桜河は花緒の動揺には気が付いていないようだった。むしろ、己が花緒を感情のままに抱きしめていたことに気づいたらしい。はっと我に返り、花緒の身体を離す。

「か、花緒、すまない……! 許可もなく、触れてしまった……」
「あ、い、いいえ! 大丈夫です……。私のほうこそ、ご心配をかけてしまって申し訳ございません」
(聞けない……)

 桜河に、自分の他にも贄がいたのかということ。その者はどのような人物だったのかということ。男性だったのか、それとも女性だったのか……。桜河にとってその人は、どのような関係だったのか――。
 聞けないのではない。聞きたくなかったのかもしれない。
 その贄が、もしも女性だったら。桜河にとってその女性が大切な人だったとしたら。

『二度と失いたくない』と自責の念に駆られてしまうくらいに――。

 自分が新たに贄姫に選ばれたということは、その人はおそらく何らかの理由でいなくなってしまったのだろう。深い事情はわからない。けれどももし、その人が桜河にとっての想い人だとしたら……。

(……っ)

 ずきん、と胸が痛んで花緒は困惑する。何なのだろう、この気持ちは。桜河にとっての贄は自分だけではなかった。自分ではないその人が彼の想い人であったのかもしれない。そうだとしたら、自分は彼にとってただの二人目の贄にしか過ぎない。

(……桜河様は、私が贄だから大切にしてくださっていただけ。それ以上の理由などない。そんなこと、わかりきっていたはずなのに――)

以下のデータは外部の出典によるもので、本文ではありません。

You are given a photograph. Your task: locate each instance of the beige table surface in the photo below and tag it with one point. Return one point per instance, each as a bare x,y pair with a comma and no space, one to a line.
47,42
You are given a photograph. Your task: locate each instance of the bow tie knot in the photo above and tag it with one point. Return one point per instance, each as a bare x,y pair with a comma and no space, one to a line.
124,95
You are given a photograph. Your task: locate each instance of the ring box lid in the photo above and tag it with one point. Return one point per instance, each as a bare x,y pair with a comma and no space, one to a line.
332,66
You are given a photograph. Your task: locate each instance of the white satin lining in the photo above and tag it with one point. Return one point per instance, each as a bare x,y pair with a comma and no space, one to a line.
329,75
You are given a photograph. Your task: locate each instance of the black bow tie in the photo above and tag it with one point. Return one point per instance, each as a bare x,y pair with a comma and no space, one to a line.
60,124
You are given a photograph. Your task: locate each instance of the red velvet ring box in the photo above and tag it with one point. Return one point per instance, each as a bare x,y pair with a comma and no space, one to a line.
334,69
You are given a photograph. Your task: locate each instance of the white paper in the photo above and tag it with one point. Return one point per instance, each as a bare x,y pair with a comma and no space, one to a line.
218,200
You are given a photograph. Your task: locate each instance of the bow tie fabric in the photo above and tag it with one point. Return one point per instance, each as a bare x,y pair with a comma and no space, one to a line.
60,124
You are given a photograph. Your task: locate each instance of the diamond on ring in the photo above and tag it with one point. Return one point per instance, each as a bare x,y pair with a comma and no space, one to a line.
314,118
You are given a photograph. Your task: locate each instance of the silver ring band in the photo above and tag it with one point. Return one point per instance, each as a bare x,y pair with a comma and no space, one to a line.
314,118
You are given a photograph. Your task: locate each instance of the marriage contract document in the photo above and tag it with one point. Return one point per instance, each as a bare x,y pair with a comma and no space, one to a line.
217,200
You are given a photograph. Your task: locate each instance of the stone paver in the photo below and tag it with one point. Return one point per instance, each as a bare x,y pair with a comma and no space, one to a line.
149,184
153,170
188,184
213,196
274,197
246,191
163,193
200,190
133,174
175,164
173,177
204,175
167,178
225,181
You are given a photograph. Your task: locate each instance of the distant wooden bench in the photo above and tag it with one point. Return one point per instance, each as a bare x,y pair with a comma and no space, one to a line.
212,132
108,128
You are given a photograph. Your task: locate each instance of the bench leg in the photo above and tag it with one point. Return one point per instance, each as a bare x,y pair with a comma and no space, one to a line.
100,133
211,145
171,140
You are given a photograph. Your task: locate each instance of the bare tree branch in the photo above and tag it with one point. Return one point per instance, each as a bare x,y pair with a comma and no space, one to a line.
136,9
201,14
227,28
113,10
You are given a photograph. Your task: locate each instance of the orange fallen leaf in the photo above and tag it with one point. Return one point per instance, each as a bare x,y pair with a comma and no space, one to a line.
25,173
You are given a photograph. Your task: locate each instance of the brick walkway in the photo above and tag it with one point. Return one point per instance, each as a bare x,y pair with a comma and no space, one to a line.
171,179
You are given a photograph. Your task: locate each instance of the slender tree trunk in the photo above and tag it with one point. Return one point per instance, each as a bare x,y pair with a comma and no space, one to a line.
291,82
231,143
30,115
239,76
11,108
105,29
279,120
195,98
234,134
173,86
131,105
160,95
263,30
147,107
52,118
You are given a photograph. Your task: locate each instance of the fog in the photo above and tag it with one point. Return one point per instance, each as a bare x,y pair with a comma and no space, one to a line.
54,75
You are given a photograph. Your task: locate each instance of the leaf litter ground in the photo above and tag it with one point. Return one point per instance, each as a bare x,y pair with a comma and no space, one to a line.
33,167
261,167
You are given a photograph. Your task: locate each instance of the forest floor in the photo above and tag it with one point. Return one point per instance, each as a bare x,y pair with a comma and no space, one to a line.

 なぜこんなにも悲しい気持ちになってしまうのだろう。
 俯いて黙り込んでしまった花緒の顔を、桜河が気遣うふうに覗き込む。

「花緒、どうしたのだ? どこか具合が悪いのか?」
「いいえ、いいえ、大丈夫です……! それよりも桜河様、このようなところで眠っておられて……。私などの傍に付いていてくださったのですか?」
「無論だ。おまえは、あの『浄化の儀』の後、三日間も眠っていたのだぞ」
「みっ……」

 花緒は息を呑む。あの儀式からそれほど日が経っているとは思わなかった。そうということは、桜河は三日近く自分の傍に付いていてくれたのだろうか。ずいぶんと心配をかけてしまったに違いない。
 桜河が手を伸ばし、花緒の真っ白な髪を一房掬い上げる。知らず知らず俯いていた花緒は、その優しい仕草に驚いて顔を上げた。目が合うと、桜河が穏やかに目を細める。

「――……本当に、無事でよかった。儀式の終わりにおまえが倒れた時は、気がおかしくなるかと思った。そのくらい心配だったのだ」
「桜河様……」

 それが花緒自身を心配してくれているのか。それとも花緒の前にいた贄のことを思い起こしてのことなのか。花緒には判断が付かない。けれども、それを問うこともできず、花緒は曖昧に微笑んだ。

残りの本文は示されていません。